妊娠7カ月の妊婦のもとを訪れた助産師歴20年のマルガリータ・フリアさん。「最初の1000日」の栄養改善は、お母さんのおなかの中にいる胎児の期間も含まれる。

『最初の1000日』の取り組みでは、妊婦に寄り添う助産師たちも重要な役割を果たしています。アグネス大使は、初めてのお産を控えた妊娠7カ月の妊婦の検診に同行しました。助産師は母親に、出産までの準備やお産の流れ、母乳育児、母子の栄養などについて説明していました。

そして、人々の習慣を変えていくには、住民たちが自ら行動することが何より重要です。チュイスック村のコミュニティセンターでは、地域の女性たちがゲームや料理教室などを催しています。栄養のことだけでなく、正しい手洗いなど衛生についても、楽しく学び合う活動が活発に行われていました。
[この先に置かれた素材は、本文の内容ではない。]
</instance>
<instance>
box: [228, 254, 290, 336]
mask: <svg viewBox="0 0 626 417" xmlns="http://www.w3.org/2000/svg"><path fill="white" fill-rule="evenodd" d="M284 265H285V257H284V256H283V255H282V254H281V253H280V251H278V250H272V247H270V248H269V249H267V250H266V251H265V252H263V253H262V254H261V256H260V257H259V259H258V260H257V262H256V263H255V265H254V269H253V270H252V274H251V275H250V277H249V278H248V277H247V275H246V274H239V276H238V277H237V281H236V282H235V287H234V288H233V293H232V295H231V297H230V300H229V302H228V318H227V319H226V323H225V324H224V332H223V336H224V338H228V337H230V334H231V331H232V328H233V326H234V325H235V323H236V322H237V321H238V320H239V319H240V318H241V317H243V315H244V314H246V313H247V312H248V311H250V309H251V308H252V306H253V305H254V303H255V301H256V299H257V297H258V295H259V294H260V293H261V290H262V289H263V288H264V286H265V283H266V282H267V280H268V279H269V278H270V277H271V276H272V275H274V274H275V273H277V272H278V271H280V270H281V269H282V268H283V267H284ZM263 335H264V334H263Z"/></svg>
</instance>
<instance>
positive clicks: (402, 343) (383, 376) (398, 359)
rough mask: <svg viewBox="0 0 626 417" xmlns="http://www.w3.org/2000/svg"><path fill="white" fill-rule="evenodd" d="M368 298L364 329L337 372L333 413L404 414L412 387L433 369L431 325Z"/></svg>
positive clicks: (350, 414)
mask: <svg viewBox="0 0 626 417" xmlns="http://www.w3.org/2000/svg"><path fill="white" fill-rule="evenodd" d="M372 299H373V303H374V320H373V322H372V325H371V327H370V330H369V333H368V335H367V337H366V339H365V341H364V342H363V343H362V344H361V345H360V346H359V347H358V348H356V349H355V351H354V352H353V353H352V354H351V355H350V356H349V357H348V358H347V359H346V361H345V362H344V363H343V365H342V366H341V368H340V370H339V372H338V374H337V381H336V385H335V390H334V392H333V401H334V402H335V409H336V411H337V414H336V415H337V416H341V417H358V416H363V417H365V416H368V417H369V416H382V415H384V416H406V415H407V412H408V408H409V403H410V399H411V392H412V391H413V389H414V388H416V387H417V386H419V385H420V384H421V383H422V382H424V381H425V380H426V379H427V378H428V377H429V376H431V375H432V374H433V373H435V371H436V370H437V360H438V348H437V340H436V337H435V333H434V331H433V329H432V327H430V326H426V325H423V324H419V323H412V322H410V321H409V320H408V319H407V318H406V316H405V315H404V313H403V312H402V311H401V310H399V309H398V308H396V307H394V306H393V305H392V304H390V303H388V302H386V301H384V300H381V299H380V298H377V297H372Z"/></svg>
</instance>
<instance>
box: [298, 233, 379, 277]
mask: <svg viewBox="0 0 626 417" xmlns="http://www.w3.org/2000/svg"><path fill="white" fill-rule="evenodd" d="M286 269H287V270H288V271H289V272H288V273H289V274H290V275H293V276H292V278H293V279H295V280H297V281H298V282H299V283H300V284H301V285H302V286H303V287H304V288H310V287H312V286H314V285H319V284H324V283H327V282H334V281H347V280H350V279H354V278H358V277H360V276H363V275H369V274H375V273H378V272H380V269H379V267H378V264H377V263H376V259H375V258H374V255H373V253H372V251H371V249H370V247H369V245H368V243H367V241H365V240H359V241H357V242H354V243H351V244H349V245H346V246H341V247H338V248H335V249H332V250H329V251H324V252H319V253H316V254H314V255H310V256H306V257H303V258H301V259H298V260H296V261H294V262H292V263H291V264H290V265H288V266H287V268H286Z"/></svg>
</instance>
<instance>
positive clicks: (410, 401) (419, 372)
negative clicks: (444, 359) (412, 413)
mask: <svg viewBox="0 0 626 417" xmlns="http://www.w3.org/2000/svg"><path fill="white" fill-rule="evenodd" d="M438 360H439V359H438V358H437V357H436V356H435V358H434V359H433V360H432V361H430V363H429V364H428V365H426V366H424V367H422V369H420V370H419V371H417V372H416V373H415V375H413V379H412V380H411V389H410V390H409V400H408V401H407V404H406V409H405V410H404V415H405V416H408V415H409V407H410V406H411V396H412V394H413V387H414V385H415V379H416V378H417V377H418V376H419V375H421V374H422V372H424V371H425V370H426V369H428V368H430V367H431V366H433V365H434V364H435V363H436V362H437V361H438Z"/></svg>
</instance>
栄養不良のは池には、貧困、食生活、教育、ジェンダー格差などさまざまな要因が隠れています。グアテマラのような中所得国では、底辺にある人々の状況は、平均値に隠されてより見えにくくなるのもまた事実です。

訪問を終えて、アグネス大使は、「最後のひとりまで手を差し伸べていくには、こうした見えにくい問題に光を当てて、人々の習慣や行動を変える地道な活動をしていかなくてはいけない」と力を込めて訴えました。